The U.S. Commerce Department announced yesterday that U.S. and European Union negotiators have finally reached a formal agreement on a much-needed deal that would guarantee privacy protection for EU member consumers who do business with U.S.-based e-tailers.

Currently, relevant U.S. online privacy laws are far more liberal than those in Europe. For instance, European law prohibits companies from sharing any data without first getting permission from the consumer.

U.S. Must Abide by European Privacy Laws

This disparity is why some industry observers had feared that Europe would eventually bar U.S. e-tailers from selling to its consumers. However, under the terms of this new agreement, U.S. companies will be allowed to do business in Europe as long as they agree to abide by European privacy laws, or equivalent measures, when dealing with European consumers.

“This data-privacy success comes none too soon to support the growth of the almost $2 trillion (US$) United States-EU trade and investment relationship, particularly in the rapidly growing business-to-business (B2B) and retailing e-commerce sectors,” Commerce Secretary William Daley said in published reports.

Still, for now, the agreement does not include U.S. financial services firms because U.S. regulators are still writing new privacy rules for the industry.

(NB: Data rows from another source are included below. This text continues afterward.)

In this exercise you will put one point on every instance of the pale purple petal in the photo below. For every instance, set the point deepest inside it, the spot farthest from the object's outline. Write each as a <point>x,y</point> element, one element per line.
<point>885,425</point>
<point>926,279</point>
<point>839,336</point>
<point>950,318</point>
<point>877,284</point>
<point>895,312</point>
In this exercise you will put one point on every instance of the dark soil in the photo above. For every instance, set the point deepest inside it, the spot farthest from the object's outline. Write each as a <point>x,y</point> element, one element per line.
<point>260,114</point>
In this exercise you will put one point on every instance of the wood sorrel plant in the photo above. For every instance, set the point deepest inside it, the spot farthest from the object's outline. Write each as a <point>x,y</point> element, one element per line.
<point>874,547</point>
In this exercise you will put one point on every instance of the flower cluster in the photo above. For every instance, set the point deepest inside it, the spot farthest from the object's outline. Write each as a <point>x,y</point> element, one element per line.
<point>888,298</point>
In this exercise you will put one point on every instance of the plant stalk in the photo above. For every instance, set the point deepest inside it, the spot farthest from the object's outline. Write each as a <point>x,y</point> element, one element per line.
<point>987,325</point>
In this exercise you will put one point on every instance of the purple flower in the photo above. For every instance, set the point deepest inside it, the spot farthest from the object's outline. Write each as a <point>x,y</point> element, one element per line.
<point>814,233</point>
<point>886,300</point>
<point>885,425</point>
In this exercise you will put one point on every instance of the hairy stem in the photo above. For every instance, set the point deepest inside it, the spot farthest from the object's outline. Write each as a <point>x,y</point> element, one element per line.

Under the pending agreement, online merchants will have several options for obtaining “safe harbor” from litigation or prosecution in Europe. They can agree to formally subject themselves to oversight by EU regulators, sign up with an accepted self-regulatory organization subject to oversight by the U.S. Federal Trade Commission (FTC), or demonstrate that U.S. laws are comparable to those of Europe in the area in which they operate.

Good News for U.S. E-Commerce

My question is, where have these companies been all along?

Speaking at a forum held by the Aspen Institute in San Jose, California just two weeks ago, U.S. President Bill Clinton sternly warned high-tech industry leaders that they must quickly adopt minimum privacy standards in the U.S. or have the government do it for them.

“There are two [areas] which are absolutely vital to keep the information economy and all America growing strong,” Clinton reportedly said. “The first is Internet security and privacy and the second is closing the digital divide.”

Clinton continued, “I think we must ask ourselves, and everyone in this area, do you have privacy policies you can be proud of? Do you have a privacy policy you’d be glad to have reported in the media?”

Clinton’s hard line came just one day after controversial Internet advertising firm DoubleClick, Inc. reportedly caved in to pressure from consumer groups, U.S. states and advertisers to stop tracking individuals by name over the Internet.

Lip Service at Home

So, how is it that the same U.S. companies that cannot seem to come to a consensus about privacy issues at home had no trouble falling in line when it came to dealing with the European Union? In my view, nothing concrete has changed.

In the end, it doesn’t matter where the impulse comes from, or what forces ultimately deliver stiffer privacy practices to the American consumer. However, it appears that U.S. officials need only gaze across the Atlantic for answers to what has inexplicably vexed them for so long.